Equipped with fresh positive economic data, the Bank of England’s (BOE) Monetary Policy Committee decided to hold interest rates at 0.50% and make no changes to its 375 billion GBP asset purchase program. According to the policymakers, the U.K.’s fundamentals are improving, so there’s really no reason to… well, rock the boat. As the old adage goes, “If it ain’t broke, don’t fix it!”
It all makes sense too. Expanding the quantitative easing program would only give minimal benefits to the economy but greatly increase the risk of higher inflation. The U.K.’s current inflation rate stands at 2.8%, 0.8% higher than its official inflation target of 2.0%. Besides that, analysts are saying that the certainty surrounding future monetary policy is giving a lot of confidence to businesses and households.
Granted it’s still too early for the central bank to proclaim that sustainable recovery is happening, but the recent string of good economic data gives little reason for those who resisted further stimulus measures to change their stances.

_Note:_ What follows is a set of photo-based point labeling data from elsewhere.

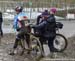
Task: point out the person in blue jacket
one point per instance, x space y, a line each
19 26
47 28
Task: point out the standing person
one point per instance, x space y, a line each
1 21
48 29
20 27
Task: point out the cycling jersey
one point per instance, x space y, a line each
19 20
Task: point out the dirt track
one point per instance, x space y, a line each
68 53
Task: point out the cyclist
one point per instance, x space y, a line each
40 17
19 25
48 29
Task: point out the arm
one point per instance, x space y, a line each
41 25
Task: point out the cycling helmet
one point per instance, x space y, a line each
19 8
45 13
53 10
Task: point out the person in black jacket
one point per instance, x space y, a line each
48 29
1 20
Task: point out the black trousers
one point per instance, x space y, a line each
50 43
1 31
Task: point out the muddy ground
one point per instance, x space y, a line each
68 53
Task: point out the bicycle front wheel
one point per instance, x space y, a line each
60 43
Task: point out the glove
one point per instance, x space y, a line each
18 29
32 26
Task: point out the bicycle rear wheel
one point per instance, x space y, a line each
36 49
60 43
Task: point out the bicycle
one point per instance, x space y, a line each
60 41
60 44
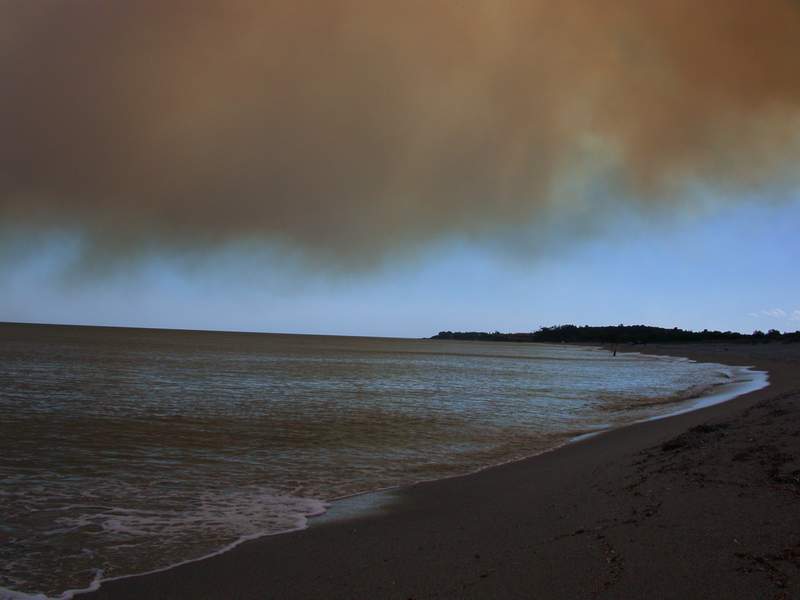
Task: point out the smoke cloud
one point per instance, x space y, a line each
352 128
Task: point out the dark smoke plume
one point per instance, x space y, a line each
352 128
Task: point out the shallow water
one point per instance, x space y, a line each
124 451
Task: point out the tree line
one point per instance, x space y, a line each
620 334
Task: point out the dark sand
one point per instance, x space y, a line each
700 505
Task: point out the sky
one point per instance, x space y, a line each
400 168
731 270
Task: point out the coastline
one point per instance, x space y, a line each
398 553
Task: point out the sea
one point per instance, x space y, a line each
124 451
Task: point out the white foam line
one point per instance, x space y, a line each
757 381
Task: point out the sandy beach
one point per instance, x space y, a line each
704 504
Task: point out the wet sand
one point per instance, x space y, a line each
704 504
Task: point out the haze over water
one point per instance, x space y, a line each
123 451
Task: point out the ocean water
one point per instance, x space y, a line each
124 451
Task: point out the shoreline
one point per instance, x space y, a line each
430 518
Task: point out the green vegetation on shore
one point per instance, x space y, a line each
620 334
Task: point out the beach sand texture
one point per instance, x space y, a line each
704 504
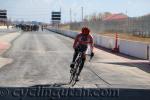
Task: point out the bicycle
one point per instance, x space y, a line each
74 71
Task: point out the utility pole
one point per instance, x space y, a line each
82 13
70 15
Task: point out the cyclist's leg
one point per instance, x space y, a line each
74 58
82 64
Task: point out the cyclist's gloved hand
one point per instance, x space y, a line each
92 54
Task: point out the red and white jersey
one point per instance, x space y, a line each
83 39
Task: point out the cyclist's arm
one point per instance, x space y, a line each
76 41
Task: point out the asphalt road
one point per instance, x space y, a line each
44 58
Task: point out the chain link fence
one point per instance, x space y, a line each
139 26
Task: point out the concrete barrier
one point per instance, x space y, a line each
131 48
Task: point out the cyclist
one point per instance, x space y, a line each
81 43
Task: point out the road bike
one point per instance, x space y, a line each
75 71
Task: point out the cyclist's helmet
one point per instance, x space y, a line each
85 30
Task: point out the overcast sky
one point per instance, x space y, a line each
40 10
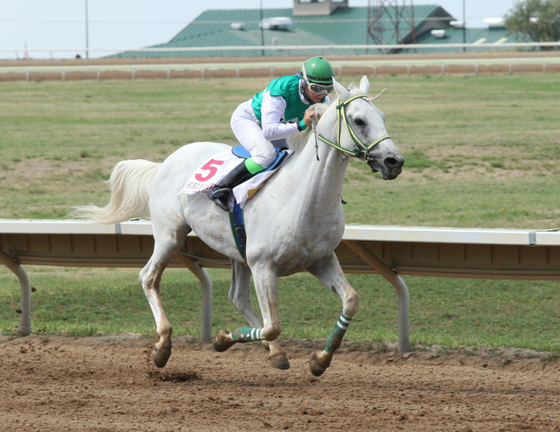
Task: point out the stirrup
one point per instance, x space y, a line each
220 196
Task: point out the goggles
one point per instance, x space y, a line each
317 89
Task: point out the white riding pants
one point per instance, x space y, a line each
248 132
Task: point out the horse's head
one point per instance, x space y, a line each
361 131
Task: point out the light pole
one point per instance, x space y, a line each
87 35
464 27
262 31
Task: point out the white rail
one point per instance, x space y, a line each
291 48
385 250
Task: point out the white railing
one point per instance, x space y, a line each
290 48
384 250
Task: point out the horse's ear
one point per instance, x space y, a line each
364 85
341 92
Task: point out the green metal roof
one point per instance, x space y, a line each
453 35
345 26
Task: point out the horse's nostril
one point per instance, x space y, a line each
393 162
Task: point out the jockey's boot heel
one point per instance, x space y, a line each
221 193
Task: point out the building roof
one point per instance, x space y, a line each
345 26
487 35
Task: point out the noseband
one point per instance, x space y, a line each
360 149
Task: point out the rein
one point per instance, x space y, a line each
360 149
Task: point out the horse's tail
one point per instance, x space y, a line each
130 183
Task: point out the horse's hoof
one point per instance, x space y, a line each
279 361
317 365
161 356
223 341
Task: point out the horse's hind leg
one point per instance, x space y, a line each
329 272
240 296
266 285
168 241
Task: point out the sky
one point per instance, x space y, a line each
117 25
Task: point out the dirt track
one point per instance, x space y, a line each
103 384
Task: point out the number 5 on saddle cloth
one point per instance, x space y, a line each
236 215
216 168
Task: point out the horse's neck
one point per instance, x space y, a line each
311 185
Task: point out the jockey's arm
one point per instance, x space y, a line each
272 114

As I’ve mentioned a few days ago, the country’s GDP report for the first quarter showed that the economy grew 0.3%, which was notably higher than the 0.1% increase the market had initially expected. Moreover, the positive figure established that the U.K. didn’t fall into another technical recession.

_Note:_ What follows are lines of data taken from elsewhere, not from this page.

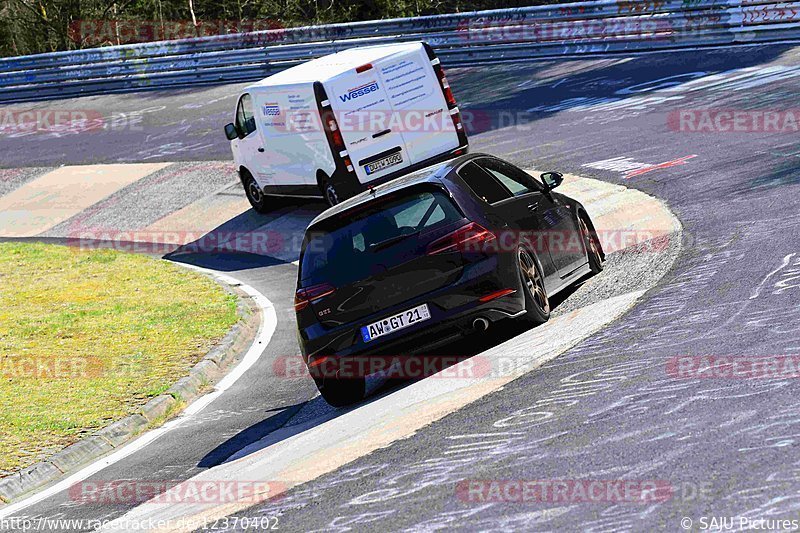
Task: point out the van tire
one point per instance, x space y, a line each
329 192
255 195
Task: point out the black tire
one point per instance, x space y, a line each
255 195
593 248
342 392
537 304
329 192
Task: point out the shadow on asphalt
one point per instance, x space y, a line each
302 417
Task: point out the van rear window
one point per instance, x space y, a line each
344 253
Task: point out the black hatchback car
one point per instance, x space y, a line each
431 256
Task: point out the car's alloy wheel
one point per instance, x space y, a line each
537 304
592 247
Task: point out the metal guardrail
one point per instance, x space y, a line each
601 27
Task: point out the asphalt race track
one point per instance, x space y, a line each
609 408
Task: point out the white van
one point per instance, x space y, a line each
331 127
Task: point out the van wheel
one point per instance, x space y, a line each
331 196
254 194
342 392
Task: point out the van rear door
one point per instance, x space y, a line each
419 104
363 113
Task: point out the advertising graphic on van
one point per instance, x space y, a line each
334 126
362 90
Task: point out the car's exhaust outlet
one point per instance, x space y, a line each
480 324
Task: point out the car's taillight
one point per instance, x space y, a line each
452 106
470 237
303 297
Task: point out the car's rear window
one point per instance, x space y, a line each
347 251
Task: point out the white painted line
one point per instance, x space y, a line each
262 339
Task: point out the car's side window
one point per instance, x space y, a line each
483 184
515 180
245 121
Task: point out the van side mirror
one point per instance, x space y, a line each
551 180
230 132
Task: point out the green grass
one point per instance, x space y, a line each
108 331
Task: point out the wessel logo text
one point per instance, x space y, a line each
352 94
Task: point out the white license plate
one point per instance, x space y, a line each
386 162
396 322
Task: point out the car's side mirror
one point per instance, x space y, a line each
551 180
230 132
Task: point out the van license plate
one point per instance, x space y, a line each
396 322
386 162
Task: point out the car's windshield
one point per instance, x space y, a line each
343 252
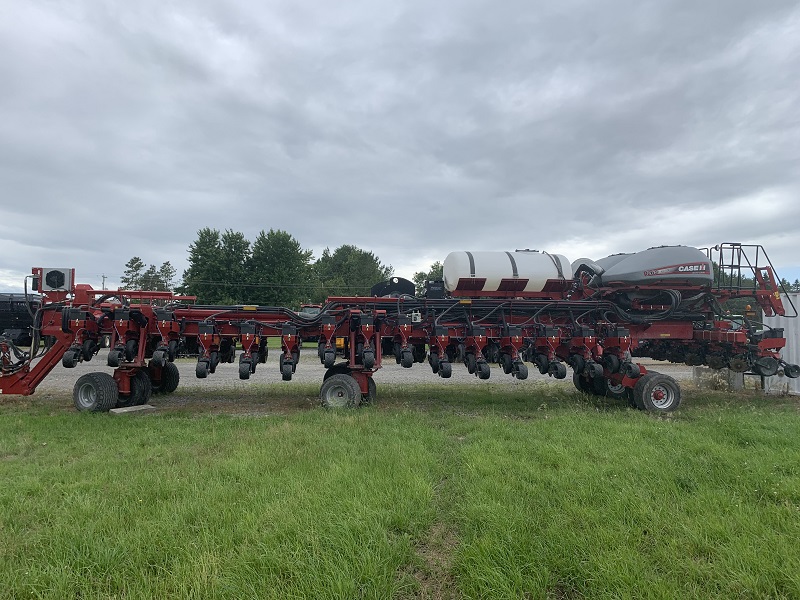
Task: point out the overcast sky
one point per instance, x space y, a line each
410 129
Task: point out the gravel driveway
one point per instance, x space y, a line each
310 371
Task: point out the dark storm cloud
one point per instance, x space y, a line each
409 129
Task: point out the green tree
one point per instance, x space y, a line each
432 274
167 275
205 275
348 271
151 280
132 277
280 270
234 259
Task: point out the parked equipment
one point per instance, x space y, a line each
512 309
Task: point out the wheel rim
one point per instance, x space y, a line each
662 396
87 395
618 389
337 396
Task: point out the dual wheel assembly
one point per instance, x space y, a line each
98 392
653 392
341 390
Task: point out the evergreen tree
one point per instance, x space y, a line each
279 270
132 277
205 276
348 271
433 274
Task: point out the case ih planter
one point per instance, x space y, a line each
511 308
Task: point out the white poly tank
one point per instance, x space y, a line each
503 271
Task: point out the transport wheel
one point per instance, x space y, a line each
141 388
95 392
170 376
619 392
471 362
521 371
369 359
201 370
580 382
287 368
657 393
484 371
419 353
372 392
445 369
340 391
244 369
433 361
557 369
89 349
114 358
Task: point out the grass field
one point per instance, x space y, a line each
434 492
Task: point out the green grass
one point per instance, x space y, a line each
436 491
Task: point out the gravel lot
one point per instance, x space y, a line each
310 371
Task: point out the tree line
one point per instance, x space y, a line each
274 270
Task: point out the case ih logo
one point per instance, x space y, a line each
678 269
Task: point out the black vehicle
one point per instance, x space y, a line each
16 316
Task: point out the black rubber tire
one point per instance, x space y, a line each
521 371
340 391
483 370
114 358
201 370
159 358
244 369
368 359
445 369
141 388
89 349
657 393
95 392
433 361
140 391
287 368
370 396
557 369
419 353
619 392
580 382
471 363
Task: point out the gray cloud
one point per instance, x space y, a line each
409 129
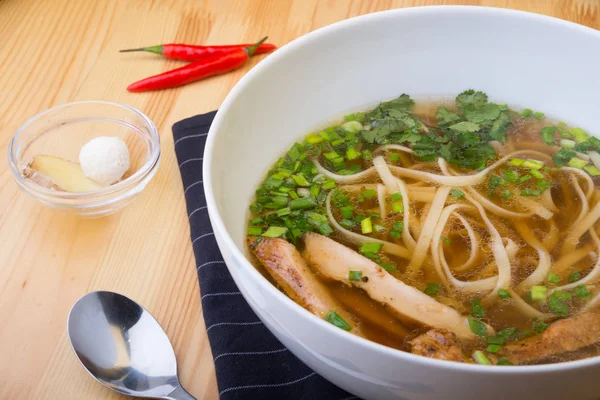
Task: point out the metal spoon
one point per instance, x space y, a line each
122 346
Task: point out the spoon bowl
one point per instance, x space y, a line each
123 347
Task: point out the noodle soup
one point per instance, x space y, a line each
464 231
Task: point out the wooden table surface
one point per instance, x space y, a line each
56 51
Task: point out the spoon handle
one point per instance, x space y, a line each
179 394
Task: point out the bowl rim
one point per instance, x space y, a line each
131 181
222 232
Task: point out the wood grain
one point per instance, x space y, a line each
55 51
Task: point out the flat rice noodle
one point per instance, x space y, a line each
544 259
535 207
460 180
574 234
566 262
500 255
333 261
525 308
593 275
474 242
495 209
548 202
395 185
422 247
552 236
439 259
388 247
588 179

Leading indicators are also pointing to further growth. Below is a brief summary of the most recent PMI readings:
Even though both manufacturing and construction are still below 50.0 (the level that divides growth from expansion), they both came in much better than forecast. They were also significant improvements from the previous month’s readings. The services sector, meanwhile, is healthily growing.
If there’s any threat to the U.K.’s recovery, it will come from the outside rather than internally. The euro zone, which is the U.K.’s biggest export market, is expected to contract by 0.3% this year. This could negatively affect demand for U.K.’s exports and hurt the economy’s growth.
Assuming good data continues to come in, the BOE will likely keep the current monetary policy in place until Mervyn King gets replaced by a potentially more dovish Mark Carney in July. That being said, next month’s meeting (June) will probably be another non-event for the foreign exchange market.